Stockton’s Finest, our very own Heat correspondent, liked what he saw from Mangiapane over the season:
He also stepped up his game from the 2016-17 season. He caught fire right out of the gate with Jankowski and Hathaway. Even when they were called up, he still found a way to mesh with whoever was on his line. After his return from Calgary, he had a swagger about him. Shoulder surgery ended his season prematurely.
On the horizon
Mangiapane hasn’t played since March 7 due to a shoulder injury that required surgery, so he’ll have a bit of catch up to play as he prepares for the 2018-19 season.
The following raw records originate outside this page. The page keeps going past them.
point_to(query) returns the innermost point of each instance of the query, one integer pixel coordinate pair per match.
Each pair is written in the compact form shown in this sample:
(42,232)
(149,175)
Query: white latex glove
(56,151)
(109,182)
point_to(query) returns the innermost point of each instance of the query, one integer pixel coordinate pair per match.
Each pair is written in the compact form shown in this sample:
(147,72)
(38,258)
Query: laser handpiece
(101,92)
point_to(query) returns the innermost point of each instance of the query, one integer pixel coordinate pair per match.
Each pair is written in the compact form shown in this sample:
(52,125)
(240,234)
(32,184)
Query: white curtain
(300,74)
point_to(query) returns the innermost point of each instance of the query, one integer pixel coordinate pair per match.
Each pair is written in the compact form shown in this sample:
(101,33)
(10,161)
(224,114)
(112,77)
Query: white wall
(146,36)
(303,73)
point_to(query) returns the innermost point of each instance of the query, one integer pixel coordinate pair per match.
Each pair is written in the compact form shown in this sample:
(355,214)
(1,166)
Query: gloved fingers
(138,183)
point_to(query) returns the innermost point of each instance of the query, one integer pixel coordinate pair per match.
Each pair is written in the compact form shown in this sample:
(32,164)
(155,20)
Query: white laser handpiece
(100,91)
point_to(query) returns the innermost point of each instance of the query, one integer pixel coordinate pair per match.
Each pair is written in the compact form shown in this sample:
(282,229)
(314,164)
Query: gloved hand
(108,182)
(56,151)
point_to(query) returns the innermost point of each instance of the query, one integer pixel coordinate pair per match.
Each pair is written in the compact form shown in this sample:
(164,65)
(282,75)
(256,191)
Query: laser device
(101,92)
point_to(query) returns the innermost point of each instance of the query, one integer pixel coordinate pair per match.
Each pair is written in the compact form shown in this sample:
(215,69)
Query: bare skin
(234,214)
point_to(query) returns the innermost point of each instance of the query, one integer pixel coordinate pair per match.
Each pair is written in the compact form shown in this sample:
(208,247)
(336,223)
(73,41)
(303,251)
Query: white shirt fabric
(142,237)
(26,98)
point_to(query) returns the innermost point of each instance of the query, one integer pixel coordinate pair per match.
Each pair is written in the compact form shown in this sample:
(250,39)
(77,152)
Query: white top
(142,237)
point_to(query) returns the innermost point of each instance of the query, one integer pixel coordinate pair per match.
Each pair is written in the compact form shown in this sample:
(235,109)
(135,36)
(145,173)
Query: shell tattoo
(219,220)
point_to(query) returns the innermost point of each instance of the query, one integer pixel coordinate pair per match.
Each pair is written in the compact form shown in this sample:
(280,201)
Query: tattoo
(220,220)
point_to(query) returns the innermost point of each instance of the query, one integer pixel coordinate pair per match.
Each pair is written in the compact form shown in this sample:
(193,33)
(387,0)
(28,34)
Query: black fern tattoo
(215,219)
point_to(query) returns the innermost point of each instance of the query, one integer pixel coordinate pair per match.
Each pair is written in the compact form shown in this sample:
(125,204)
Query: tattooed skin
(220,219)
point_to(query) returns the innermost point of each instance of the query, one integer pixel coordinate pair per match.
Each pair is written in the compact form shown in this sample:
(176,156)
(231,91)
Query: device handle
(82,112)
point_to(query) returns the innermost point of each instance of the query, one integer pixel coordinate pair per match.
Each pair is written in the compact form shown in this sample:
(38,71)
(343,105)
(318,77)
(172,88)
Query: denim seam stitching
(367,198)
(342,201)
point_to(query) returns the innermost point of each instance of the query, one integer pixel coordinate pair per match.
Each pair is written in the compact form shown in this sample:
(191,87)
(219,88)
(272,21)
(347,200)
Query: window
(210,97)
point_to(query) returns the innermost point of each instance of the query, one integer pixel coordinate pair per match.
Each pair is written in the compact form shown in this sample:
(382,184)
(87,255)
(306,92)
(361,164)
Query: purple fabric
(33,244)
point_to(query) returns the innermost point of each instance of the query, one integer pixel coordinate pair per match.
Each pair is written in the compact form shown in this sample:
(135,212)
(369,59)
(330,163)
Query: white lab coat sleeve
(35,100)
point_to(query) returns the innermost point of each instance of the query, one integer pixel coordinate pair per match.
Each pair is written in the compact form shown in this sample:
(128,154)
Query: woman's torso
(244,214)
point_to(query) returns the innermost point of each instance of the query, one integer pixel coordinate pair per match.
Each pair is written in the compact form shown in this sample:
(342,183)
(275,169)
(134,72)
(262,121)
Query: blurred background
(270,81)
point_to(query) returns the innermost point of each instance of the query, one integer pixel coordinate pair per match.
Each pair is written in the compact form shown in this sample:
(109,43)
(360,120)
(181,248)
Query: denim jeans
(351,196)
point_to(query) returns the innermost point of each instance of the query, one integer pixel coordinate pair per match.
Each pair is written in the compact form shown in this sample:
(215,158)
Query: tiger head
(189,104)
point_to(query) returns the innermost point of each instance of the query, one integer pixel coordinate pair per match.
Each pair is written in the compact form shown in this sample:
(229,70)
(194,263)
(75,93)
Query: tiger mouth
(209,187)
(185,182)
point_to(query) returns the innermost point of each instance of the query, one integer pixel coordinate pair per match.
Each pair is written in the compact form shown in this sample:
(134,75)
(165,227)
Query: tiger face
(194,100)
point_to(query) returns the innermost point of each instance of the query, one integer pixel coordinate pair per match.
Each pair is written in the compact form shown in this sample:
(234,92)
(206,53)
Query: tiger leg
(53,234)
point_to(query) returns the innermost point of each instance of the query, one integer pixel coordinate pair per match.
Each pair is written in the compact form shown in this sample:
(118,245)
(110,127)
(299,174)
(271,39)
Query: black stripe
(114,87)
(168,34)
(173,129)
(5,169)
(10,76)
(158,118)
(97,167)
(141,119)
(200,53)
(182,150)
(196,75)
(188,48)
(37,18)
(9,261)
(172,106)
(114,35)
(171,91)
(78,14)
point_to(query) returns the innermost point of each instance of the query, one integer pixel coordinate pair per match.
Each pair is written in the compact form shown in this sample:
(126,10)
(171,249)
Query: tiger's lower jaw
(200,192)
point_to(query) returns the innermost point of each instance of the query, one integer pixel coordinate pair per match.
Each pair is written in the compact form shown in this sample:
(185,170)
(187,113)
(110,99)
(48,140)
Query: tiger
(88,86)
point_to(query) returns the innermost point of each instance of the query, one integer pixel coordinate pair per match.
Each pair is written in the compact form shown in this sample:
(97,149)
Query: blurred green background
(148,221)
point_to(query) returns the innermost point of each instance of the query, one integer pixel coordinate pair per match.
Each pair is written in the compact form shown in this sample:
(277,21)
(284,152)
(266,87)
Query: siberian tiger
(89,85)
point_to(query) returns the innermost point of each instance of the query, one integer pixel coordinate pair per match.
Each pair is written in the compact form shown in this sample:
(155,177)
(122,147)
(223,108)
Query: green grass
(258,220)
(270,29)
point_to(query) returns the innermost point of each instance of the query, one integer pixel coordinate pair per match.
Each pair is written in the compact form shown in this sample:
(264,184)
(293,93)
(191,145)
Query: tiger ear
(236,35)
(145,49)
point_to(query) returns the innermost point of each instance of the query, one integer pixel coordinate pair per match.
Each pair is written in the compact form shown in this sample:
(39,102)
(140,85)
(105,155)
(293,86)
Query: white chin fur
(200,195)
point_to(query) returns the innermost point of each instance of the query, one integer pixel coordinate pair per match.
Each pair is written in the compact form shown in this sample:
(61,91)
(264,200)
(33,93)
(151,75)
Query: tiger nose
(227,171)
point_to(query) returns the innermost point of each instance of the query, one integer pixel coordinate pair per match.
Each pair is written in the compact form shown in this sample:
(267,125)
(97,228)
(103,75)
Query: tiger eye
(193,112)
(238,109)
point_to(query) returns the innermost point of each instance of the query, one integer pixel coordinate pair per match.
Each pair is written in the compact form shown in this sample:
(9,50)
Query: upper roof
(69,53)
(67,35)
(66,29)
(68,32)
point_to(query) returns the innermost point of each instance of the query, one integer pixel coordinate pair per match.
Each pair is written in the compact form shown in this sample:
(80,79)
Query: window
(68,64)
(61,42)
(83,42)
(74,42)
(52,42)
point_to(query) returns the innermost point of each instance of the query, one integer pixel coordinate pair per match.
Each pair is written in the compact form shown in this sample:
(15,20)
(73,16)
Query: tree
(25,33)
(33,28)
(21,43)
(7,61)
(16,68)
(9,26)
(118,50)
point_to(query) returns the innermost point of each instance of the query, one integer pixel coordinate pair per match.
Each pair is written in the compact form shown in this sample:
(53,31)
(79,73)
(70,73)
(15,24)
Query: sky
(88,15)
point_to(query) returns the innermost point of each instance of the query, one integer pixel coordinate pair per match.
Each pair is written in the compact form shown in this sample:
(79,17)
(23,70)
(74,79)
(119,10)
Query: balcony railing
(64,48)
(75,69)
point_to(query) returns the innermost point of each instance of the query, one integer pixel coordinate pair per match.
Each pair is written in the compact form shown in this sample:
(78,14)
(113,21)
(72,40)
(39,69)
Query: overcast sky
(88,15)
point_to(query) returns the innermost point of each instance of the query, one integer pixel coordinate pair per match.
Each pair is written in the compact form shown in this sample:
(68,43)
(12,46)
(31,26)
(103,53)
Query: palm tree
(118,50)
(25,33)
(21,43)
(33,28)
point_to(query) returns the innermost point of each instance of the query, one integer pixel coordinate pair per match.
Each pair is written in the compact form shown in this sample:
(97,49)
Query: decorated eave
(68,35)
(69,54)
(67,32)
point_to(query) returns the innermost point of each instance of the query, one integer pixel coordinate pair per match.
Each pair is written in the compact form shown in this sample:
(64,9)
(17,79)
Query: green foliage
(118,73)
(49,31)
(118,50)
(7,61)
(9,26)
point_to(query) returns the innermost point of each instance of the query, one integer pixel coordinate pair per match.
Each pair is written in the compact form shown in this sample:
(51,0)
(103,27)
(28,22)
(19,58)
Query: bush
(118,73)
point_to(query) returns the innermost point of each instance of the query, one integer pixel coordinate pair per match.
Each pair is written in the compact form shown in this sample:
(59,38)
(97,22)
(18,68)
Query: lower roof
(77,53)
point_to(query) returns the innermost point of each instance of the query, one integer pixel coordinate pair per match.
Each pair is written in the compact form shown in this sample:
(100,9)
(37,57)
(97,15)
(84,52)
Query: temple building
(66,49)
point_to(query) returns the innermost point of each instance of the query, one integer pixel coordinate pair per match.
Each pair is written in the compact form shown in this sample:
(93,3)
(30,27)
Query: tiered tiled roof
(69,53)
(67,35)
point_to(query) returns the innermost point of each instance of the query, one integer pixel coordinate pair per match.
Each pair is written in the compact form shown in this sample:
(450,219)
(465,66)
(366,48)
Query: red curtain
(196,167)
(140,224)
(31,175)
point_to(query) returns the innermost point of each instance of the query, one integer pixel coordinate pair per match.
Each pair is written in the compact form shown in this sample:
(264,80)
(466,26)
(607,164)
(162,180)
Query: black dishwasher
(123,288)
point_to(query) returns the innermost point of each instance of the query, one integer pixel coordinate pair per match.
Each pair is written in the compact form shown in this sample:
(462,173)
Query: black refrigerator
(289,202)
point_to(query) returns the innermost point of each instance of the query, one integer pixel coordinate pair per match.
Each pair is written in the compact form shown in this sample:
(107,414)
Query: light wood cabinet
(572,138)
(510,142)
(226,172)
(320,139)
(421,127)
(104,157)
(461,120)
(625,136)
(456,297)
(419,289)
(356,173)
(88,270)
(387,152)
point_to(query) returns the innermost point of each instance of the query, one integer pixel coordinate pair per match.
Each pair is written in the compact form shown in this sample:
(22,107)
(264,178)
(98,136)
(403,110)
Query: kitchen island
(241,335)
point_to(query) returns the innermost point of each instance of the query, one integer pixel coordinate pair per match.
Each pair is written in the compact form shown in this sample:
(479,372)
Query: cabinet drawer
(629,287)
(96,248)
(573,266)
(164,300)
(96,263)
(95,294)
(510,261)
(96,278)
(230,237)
It could be a big one for him, too: it’s the last year of his entry-level contract, and there’s a regular forward spot open on the Flames that could be his for the taking, providing he has an outstanding camp.
The best case scenario for Mangiapane is he blows the doors off during training camp, making it impossible for the Flames to do anything but consistently dress him in games. From there, he could pick up his first NHL goal and point, particularly by playing on what looks to be an improved forward roster.
However, should that not happen and Mangiapane is demoted to the AHL out of camp, he’ll still likely be a leader for the Heat, and in line to be one of the first call-ups should circumstances on the big club necessitate it. The power for an impactful season is squarely in Mangiapane’s hands: it’ll just be up to him to make it happen.